ちなみにあれから3日間、リゾットもとい暗殺チーム一同は名無しさんに心身共に負担をかけないという約束を守ってくれていた。
そして、なんとなくこのチームの仕事、組織での位置付け、チーム内の力関係、今が読んだ漫画より少し前であることを察していた。
『あっつ、あつっ、うまっ!』
まぁ色々考えても腹は減る。
「意地汚ぇなぁー落ち着いて食えよー誰も取りゃしねぇんだからよぉー」
ギアッチョはスッとティッシュを取り名無しさんに差し出し、名無しさんもそれを受け取り軽く口を押さえた。イタリアのティッシュは固くてごわごわだ。
この3日の間に、リゾットとホルマジオが食事やらの世話をしてくれていたが、今日は初めてギアッチョが来た。
『ほるまひおとひぞっとさんはー?』
「飲み込め」
『(ごっくん。)ホルマジオとリゾットさんはー?』
「今日は任務でいねぇよ。あの二人が揃って出払うのは珍しいが……頭脳派な任務なんだろ。」
ギアッチョがソファにふんぞり返って言った。ギアッチョの事ではないのになぜか偉そうだ。
『ふーん……じゃあ今日のお話相手はギアッチョなんすねーやったぁー』
にへらっと名無しさんに笑いかけられてギアッチョは驚いたように目を少し大きく開いた。
「お、おう……」
名無しさんの言うお話相手というのは、名無しさんの食事の際、話術に長けるホルマジオと、頭の冴えるリゾットが名無しさんから、ストレスをかけないように、自然にいろいろ聞き出すためにしていた、言わば取り調べのようなものだった。
名無しさんはそれに対してペラペラ喋った。日本出身であること、年齢、血液型、誕生日、趣味、言葉はなぜ通じるのかわからない。寝て起きたら此処に居た、ブロッコリーが好き、等々……

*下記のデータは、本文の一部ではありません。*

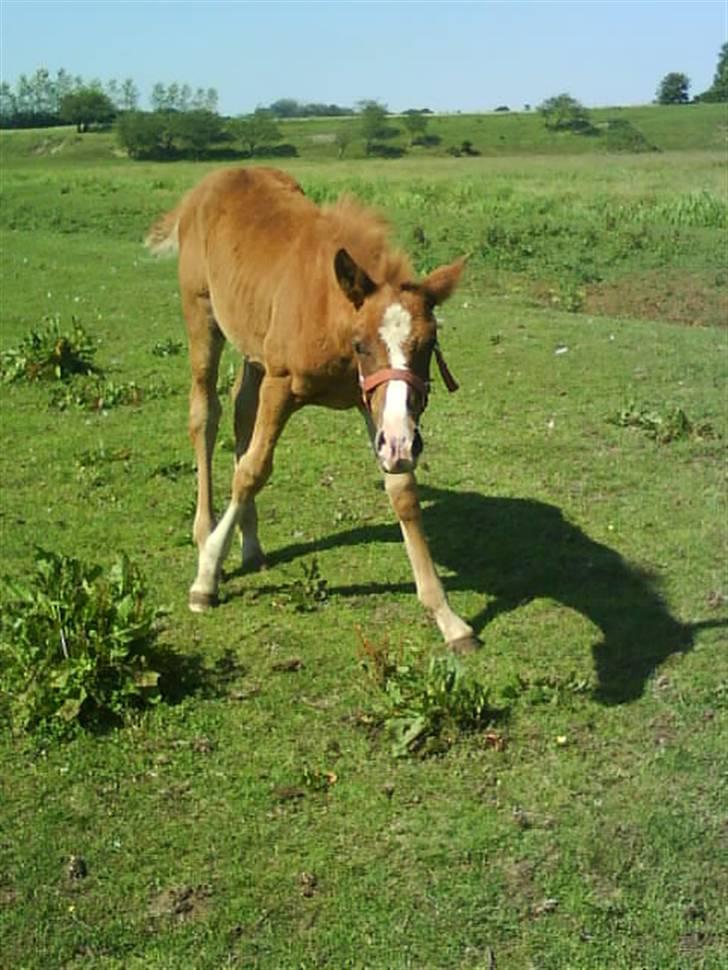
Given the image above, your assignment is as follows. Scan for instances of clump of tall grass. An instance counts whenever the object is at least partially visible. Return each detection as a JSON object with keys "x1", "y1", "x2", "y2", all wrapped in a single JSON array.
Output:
[{"x1": 0, "y1": 314, "x2": 98, "y2": 383}]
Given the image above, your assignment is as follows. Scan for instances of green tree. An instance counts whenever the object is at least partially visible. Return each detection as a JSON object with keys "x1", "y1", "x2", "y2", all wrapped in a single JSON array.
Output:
[
  {"x1": 231, "y1": 108, "x2": 281, "y2": 155},
  {"x1": 334, "y1": 127, "x2": 352, "y2": 158},
  {"x1": 60, "y1": 87, "x2": 116, "y2": 132},
  {"x1": 116, "y1": 111, "x2": 162, "y2": 158},
  {"x1": 172, "y1": 110, "x2": 224, "y2": 159},
  {"x1": 656, "y1": 71, "x2": 690, "y2": 104},
  {"x1": 696, "y1": 43, "x2": 728, "y2": 101},
  {"x1": 402, "y1": 110, "x2": 428, "y2": 145},
  {"x1": 359, "y1": 101, "x2": 392, "y2": 155},
  {"x1": 119, "y1": 77, "x2": 139, "y2": 111},
  {"x1": 538, "y1": 93, "x2": 592, "y2": 132},
  {"x1": 149, "y1": 81, "x2": 169, "y2": 111}
]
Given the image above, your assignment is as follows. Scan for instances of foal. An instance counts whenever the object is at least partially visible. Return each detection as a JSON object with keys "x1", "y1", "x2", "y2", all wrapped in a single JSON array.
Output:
[{"x1": 146, "y1": 168, "x2": 477, "y2": 652}]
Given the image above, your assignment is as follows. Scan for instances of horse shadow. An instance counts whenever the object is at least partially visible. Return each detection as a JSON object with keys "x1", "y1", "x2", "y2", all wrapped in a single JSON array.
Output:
[{"x1": 258, "y1": 486, "x2": 728, "y2": 704}]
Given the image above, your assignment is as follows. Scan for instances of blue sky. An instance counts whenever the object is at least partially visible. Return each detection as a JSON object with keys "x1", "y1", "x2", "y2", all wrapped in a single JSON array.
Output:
[{"x1": 0, "y1": 0, "x2": 728, "y2": 114}]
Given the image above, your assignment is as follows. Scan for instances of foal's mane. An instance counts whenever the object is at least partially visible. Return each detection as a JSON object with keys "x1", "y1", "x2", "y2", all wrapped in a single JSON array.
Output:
[{"x1": 322, "y1": 195, "x2": 413, "y2": 286}]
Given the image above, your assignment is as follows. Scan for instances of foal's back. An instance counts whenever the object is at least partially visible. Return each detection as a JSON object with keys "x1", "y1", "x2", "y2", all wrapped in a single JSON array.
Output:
[{"x1": 177, "y1": 168, "x2": 321, "y2": 363}]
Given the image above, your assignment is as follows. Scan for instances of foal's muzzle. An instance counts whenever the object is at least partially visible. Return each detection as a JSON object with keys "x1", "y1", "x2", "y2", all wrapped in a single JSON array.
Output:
[{"x1": 374, "y1": 428, "x2": 423, "y2": 475}]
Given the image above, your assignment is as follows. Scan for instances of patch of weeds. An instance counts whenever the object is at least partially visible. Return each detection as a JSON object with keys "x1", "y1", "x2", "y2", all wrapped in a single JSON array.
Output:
[
  {"x1": 550, "y1": 281, "x2": 586, "y2": 313},
  {"x1": 48, "y1": 377, "x2": 173, "y2": 411},
  {"x1": 503, "y1": 673, "x2": 593, "y2": 707},
  {"x1": 76, "y1": 444, "x2": 131, "y2": 486},
  {"x1": 151, "y1": 459, "x2": 195, "y2": 482},
  {"x1": 0, "y1": 548, "x2": 164, "y2": 738},
  {"x1": 361, "y1": 637, "x2": 506, "y2": 758},
  {"x1": 152, "y1": 337, "x2": 184, "y2": 357},
  {"x1": 286, "y1": 556, "x2": 329, "y2": 613},
  {"x1": 0, "y1": 315, "x2": 98, "y2": 383},
  {"x1": 608, "y1": 402, "x2": 717, "y2": 445}
]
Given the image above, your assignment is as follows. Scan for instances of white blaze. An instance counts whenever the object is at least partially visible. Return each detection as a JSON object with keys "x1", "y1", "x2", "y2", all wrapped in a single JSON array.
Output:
[
  {"x1": 379, "y1": 303, "x2": 412, "y2": 458},
  {"x1": 379, "y1": 303, "x2": 412, "y2": 369}
]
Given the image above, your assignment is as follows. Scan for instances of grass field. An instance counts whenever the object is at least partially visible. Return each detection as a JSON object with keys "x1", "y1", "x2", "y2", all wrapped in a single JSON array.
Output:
[{"x1": 0, "y1": 126, "x2": 728, "y2": 970}]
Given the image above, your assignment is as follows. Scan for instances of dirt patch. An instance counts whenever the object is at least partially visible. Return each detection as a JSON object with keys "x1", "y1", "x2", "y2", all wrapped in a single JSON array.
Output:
[
  {"x1": 582, "y1": 270, "x2": 728, "y2": 327},
  {"x1": 148, "y1": 885, "x2": 212, "y2": 923}
]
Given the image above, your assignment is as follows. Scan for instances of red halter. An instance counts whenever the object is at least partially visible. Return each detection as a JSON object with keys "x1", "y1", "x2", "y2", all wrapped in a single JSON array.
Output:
[{"x1": 359, "y1": 344, "x2": 460, "y2": 413}]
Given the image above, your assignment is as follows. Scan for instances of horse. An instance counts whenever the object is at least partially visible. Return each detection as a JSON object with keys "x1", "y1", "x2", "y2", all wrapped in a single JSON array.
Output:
[{"x1": 146, "y1": 167, "x2": 478, "y2": 652}]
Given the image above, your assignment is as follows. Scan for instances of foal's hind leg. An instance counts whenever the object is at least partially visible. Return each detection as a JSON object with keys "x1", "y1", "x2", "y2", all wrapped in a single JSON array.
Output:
[
  {"x1": 184, "y1": 296, "x2": 225, "y2": 548},
  {"x1": 189, "y1": 376, "x2": 294, "y2": 611},
  {"x1": 233, "y1": 360, "x2": 265, "y2": 572}
]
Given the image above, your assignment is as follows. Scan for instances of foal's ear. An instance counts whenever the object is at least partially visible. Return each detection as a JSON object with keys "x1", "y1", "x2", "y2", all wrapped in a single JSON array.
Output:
[
  {"x1": 334, "y1": 249, "x2": 377, "y2": 310},
  {"x1": 422, "y1": 256, "x2": 468, "y2": 306}
]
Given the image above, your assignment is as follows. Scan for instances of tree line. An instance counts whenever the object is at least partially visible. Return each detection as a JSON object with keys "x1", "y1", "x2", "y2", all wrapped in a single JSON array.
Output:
[
  {"x1": 0, "y1": 67, "x2": 218, "y2": 130},
  {"x1": 0, "y1": 43, "x2": 728, "y2": 159}
]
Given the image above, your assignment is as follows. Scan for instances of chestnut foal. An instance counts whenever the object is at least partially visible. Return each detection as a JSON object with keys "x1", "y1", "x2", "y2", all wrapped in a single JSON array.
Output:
[{"x1": 146, "y1": 168, "x2": 477, "y2": 652}]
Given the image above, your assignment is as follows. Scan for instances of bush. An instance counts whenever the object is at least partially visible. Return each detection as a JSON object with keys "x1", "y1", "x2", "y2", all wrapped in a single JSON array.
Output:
[
  {"x1": 0, "y1": 316, "x2": 97, "y2": 383},
  {"x1": 0, "y1": 549, "x2": 164, "y2": 737},
  {"x1": 361, "y1": 638, "x2": 505, "y2": 757}
]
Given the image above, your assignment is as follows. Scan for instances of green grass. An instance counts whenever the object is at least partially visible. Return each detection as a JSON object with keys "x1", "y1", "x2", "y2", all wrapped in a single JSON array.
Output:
[{"x1": 0, "y1": 140, "x2": 728, "y2": 970}]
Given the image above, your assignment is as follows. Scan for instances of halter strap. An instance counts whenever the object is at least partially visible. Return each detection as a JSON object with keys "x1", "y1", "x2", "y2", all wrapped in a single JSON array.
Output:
[{"x1": 359, "y1": 344, "x2": 460, "y2": 411}]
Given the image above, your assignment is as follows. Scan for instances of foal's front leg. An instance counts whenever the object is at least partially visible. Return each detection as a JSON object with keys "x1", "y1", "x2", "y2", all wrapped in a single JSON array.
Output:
[
  {"x1": 189, "y1": 376, "x2": 294, "y2": 612},
  {"x1": 384, "y1": 472, "x2": 479, "y2": 653},
  {"x1": 233, "y1": 360, "x2": 265, "y2": 572}
]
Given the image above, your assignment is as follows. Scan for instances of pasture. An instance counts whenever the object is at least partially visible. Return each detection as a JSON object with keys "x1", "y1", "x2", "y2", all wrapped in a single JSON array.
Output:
[{"x1": 0, "y1": 140, "x2": 728, "y2": 970}]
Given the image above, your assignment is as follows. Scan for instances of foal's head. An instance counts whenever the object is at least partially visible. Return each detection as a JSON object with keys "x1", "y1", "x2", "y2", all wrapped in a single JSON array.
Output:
[{"x1": 335, "y1": 249, "x2": 465, "y2": 473}]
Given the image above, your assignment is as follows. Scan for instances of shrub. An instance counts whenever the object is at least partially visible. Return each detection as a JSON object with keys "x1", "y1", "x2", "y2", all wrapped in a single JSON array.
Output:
[
  {"x1": 604, "y1": 118, "x2": 659, "y2": 152},
  {"x1": 0, "y1": 549, "x2": 164, "y2": 737},
  {"x1": 361, "y1": 638, "x2": 504, "y2": 758},
  {"x1": 610, "y1": 402, "x2": 717, "y2": 445},
  {"x1": 0, "y1": 316, "x2": 97, "y2": 383}
]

「俺はよ、ホルマジオみてぇな回りくどい言い方できねぇから単刀直入に聞くぜ。名無しさんよぉ、おまえ本当に未来がわかんのか?」
『ブッ!!ゲッホゲッホ!!』
「んなっ!?汚ねっ!!」
流石暗殺者、唾と共に飛んできた挽肉の欠片をさっと避けると、名無しさんに本日2枚目のティッシュを渡した。
『未来?はて?……あー……知りません?』
「………………下手くそすぎるだろ……チッ、無理に聞き出すなって命令だからこのぐらいにしといてやるぜ……」
ギアッチョはふぅ、と溜息をつき天井を仰ぎ、名無しさんは
『うへへへ……すいやせんです』
と、これまた下手くそに誤魔化した。